Lost Boys

Joke Emmers

Description

The original script of Peter Pan begins with a foreword by author J.M. Barrie. He dedicates the work to “the five brothers”. Without them, he writes, this story would never have existed. A noble confession. A chance meeting in the park brought “the five” into Barrie’s life. And he would never let them go again. At last he had the family he had never had; at last he had true muses upon which to graft his writing. The five were more than inspiration. They were the subject. They were his life. They were his imagination. Whether they wanted to or not.

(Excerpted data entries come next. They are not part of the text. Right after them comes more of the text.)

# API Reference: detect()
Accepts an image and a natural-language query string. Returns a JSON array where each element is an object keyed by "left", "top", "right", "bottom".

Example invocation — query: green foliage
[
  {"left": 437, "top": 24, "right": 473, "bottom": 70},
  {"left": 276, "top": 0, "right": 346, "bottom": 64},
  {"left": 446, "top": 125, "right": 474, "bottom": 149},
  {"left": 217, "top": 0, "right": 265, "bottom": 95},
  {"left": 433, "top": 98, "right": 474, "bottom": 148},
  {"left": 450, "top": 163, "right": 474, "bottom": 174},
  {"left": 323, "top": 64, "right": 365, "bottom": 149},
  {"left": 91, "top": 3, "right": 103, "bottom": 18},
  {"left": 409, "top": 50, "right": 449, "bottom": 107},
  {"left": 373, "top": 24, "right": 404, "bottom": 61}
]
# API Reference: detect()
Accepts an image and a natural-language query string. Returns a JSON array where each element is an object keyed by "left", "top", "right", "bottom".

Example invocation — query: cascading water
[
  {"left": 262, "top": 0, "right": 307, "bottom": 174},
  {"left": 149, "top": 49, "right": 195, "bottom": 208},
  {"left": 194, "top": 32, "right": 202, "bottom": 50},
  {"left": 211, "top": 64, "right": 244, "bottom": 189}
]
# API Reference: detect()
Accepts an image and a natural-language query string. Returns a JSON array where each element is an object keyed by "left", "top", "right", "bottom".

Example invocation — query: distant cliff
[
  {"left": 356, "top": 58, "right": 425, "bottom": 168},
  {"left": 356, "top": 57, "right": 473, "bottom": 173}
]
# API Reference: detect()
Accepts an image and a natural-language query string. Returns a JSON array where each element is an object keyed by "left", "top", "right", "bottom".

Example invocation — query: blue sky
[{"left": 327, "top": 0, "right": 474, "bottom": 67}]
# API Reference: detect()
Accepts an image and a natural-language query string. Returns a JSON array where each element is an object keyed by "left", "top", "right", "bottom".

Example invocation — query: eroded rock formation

Evelien Bosmans, Joke Emmers, Thomas Janssens and Matthias Meersman put themselves in the position of Barrie. They take the tension between his personal life and his imaginary world as a starting point for this new performance. Can you lose yourself in fantasy? Is reality stronger than imagination? Do we need to escape every now and then, to Neverland or Wonderland or whatever the shelter is called? Does art provide comfort? Or is it just a pipe dream?

Like Barrie, Bosmans, Emmers, Janssens and Meersman are surrounded by ‘lost boys’. Children who are labeled as ‘lost boys’ for this or that reason. Like Barrie and Peter Pan, they pull them into Neverland. They are the subject. They are life. They are their imagination. Whether they want it or not.